By the time we reached Shenzhen, the challenge wasn’t just about the technology.

It was about stepping into something bigger.

For many of us, it was a first impression of China, and it’s hard to describe just how different it felt. Not just ahead in time zones, but ahead in pace, mindset, and ambition.

Everything felt fast. Not rushed — just… in motion.

There was this underlying energy that made it feel like anything was possible and more importantly, possible soon.

What stood out most was the mindset. During presentations, you’d hear things like:

“The robot doesn’t do that yet… but give it 2–3 weeks.”
And it wasn’t said as a stretch goal. It was said with quiet certainty.

That confidence, the belief that things can be built better and faster, was genuinely inspiring.

More than a competition

But as much as the technology stood out, the defining part of Shenzhen wasn’t the demos.
It was the people.
Meeting teams from across the Prosus ecosystem, all working on completely different problems, but with the same curiosity and drive, changed how we thought about what’s possible.

What started as a competition quickly became something else:

  1. Conversations that stretched late into the evening
  2. Ideas exchanged across teams and cultures
  3. And friendships formed in a matter of days

Being surrounded by people who are equally ambitious, equally curious, and equally willing to experiment pushes you to think bigger.

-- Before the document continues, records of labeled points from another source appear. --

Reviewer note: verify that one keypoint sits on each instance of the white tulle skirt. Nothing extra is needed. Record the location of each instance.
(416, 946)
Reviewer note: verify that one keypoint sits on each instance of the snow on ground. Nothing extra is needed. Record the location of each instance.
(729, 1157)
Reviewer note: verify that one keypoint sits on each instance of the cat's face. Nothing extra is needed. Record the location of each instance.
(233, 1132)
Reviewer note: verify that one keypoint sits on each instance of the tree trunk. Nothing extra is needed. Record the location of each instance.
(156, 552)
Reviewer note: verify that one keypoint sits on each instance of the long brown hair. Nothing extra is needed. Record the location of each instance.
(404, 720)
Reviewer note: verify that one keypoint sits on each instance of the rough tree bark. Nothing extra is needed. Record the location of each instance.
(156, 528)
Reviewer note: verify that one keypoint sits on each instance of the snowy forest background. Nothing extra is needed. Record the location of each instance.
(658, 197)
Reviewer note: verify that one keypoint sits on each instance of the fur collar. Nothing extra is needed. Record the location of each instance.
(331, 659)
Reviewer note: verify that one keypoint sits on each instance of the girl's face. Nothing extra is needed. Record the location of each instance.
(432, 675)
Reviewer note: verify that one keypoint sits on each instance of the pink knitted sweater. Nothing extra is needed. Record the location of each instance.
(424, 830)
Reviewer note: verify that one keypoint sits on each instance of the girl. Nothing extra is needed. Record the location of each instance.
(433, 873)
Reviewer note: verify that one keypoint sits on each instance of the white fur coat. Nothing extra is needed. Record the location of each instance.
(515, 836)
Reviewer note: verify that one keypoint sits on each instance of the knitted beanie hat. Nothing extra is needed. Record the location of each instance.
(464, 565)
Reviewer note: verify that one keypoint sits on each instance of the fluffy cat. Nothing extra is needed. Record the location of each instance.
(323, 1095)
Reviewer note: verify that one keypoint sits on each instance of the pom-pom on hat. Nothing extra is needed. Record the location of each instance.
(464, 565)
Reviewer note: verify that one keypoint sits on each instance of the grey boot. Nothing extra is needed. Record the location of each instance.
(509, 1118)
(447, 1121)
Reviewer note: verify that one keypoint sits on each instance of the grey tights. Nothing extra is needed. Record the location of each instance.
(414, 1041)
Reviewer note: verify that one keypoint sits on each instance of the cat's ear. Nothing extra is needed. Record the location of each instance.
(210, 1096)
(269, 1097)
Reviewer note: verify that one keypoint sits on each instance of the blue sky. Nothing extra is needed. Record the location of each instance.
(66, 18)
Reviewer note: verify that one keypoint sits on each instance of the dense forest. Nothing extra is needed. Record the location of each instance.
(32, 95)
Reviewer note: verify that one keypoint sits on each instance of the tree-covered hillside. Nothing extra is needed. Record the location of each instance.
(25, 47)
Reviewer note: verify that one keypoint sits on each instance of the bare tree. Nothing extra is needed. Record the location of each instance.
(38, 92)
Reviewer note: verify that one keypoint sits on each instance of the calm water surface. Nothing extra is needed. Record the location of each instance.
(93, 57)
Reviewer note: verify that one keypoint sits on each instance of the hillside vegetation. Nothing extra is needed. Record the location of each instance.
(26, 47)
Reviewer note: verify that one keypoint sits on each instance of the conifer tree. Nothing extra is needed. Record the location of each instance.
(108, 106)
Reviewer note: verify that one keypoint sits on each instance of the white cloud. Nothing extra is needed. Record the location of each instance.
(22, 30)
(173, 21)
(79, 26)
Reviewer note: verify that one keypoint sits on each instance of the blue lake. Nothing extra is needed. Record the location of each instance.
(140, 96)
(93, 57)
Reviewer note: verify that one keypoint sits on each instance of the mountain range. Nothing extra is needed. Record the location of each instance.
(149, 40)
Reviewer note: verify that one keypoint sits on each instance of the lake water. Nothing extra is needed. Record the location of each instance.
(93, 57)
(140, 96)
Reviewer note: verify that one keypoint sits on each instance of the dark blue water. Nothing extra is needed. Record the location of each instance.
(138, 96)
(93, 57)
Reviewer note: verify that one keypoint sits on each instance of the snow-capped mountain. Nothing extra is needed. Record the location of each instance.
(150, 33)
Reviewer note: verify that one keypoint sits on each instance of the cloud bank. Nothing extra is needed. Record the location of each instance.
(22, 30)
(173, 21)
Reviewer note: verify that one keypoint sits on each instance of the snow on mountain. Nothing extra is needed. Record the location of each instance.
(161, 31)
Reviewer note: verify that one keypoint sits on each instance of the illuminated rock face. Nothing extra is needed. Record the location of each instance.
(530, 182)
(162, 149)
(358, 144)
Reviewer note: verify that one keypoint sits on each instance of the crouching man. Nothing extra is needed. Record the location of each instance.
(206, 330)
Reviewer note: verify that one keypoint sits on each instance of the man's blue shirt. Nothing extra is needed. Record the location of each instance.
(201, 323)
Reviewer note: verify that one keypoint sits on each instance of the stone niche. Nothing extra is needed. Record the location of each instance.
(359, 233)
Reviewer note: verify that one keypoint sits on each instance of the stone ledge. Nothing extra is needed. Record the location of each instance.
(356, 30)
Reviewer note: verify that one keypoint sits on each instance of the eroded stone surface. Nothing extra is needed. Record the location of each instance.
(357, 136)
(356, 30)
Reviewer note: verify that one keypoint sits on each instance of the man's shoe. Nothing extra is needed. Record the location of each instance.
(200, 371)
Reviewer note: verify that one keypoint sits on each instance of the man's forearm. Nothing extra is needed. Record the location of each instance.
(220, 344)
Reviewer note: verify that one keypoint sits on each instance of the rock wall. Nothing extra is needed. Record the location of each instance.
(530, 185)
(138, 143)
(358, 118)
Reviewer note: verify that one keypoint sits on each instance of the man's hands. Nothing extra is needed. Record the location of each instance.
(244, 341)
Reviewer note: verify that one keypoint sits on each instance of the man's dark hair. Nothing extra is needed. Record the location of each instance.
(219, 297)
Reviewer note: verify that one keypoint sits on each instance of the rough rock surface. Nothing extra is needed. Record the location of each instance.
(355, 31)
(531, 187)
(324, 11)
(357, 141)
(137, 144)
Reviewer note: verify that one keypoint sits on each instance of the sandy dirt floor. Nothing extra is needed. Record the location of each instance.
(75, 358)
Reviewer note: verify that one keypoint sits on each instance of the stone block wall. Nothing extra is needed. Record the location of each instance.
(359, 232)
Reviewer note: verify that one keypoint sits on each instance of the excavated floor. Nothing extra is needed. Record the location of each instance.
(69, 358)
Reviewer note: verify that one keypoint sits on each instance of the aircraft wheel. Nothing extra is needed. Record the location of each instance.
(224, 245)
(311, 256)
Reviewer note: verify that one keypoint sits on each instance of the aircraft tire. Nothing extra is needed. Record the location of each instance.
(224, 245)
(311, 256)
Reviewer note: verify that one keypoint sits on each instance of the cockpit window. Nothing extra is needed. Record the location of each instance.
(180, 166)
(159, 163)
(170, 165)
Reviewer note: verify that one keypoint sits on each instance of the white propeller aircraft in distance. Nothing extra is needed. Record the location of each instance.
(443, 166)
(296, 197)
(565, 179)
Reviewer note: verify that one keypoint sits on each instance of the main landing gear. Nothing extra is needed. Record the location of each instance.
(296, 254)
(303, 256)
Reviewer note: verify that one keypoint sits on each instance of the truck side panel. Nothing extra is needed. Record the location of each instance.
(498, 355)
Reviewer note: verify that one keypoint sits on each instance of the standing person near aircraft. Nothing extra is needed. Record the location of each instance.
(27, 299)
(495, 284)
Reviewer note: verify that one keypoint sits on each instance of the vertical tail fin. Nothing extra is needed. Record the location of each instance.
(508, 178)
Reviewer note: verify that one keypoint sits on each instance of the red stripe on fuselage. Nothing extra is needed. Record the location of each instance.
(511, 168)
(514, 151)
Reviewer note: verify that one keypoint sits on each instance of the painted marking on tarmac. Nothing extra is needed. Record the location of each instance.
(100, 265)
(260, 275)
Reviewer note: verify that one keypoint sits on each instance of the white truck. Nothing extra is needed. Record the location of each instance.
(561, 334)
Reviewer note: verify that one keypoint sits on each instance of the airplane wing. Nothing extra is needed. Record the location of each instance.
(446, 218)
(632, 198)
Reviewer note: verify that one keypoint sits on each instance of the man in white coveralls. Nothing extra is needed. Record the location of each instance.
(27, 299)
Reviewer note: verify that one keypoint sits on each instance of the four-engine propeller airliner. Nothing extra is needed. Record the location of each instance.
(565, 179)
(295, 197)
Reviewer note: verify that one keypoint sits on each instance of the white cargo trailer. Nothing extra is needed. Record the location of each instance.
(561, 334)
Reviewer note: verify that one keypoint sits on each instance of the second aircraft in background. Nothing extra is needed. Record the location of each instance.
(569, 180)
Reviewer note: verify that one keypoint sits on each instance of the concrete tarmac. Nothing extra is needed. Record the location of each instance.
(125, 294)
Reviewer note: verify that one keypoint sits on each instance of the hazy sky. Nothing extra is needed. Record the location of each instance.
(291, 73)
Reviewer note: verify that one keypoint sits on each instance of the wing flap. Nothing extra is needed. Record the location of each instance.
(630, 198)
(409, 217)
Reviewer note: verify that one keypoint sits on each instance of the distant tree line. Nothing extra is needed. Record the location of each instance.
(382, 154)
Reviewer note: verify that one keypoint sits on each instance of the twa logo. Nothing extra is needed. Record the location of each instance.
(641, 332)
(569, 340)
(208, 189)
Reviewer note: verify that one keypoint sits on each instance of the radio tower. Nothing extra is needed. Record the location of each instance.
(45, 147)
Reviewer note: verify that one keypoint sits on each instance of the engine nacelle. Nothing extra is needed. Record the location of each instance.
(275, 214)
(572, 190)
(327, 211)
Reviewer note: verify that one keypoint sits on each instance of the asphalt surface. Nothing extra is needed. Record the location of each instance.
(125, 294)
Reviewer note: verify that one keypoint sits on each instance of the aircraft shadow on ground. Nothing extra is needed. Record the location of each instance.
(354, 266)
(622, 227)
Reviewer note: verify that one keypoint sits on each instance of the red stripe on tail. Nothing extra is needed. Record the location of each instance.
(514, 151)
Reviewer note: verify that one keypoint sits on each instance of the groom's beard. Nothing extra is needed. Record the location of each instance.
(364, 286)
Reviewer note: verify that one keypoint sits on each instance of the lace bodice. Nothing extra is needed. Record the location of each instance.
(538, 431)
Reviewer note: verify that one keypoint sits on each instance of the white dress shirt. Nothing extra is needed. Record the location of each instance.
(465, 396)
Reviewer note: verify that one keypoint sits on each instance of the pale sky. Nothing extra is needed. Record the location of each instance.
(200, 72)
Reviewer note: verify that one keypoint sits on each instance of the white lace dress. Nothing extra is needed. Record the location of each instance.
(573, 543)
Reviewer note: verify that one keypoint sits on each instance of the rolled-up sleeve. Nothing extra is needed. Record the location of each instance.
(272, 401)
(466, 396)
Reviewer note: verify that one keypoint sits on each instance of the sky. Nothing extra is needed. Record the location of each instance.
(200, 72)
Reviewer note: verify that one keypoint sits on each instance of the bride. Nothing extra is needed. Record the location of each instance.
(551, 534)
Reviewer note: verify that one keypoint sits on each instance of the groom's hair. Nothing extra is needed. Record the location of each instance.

And it makes the whole experience a lot more fun.

The stage

Then came the moment itself.

A global stage. A room full of leaders. A few minutes to bring everything together.

We were nervous.

One piece of advice stayed with us: “Don’t try to calm down. Use the energy.”

And that’s exactly what we did.

Instead of presenting a perfect story, we told the real one, including the part where we shut everything down.

Why that mattered

Afterwards, one of the judges shared something that stayed with us:

What made Echo stand out wasn’t just the outcome. It was the honesty of the journey.

Because the rebuild showed something important:

The system wasn’t just innovative. It was robust.

What winning really means

Echo went on to win the competition. Today, it reaches 40 million users daily.

But the biggest takeaway isn’t scale or recognition.

It’s this:

  1. Early success can be misleading
  2. Strong foundations matter more than fast wins
  3. And sometimes, progress starts with stopping

Looking back, shutting the project down wasn’t failure.

It was the moment everything started to work.

What this experience showed

The Prosus AI Talent Competition wasn’t just about building AI agents.

It showed what happens when you:

  1. Give people access to powerful technology
  2. Trust them to solve real problems
  3. And create space to experiment and learn

Out of more than 1,000 teams, 12 made it to Shenzhen. And the winning story wasn’t the smoothest one. It was the one that learned the fastest.

One idea that stayed

There’s one phrase we heard in Shenzhen that stayed with us: “The best way to predict the future is to build it.”

That idea captures the spirit of the entire experience.

This win isn’t just ours. It belongs to every team that was there… building, learning, and pushing what’s possible.

We’re here to build that future. Sometimes, more than once.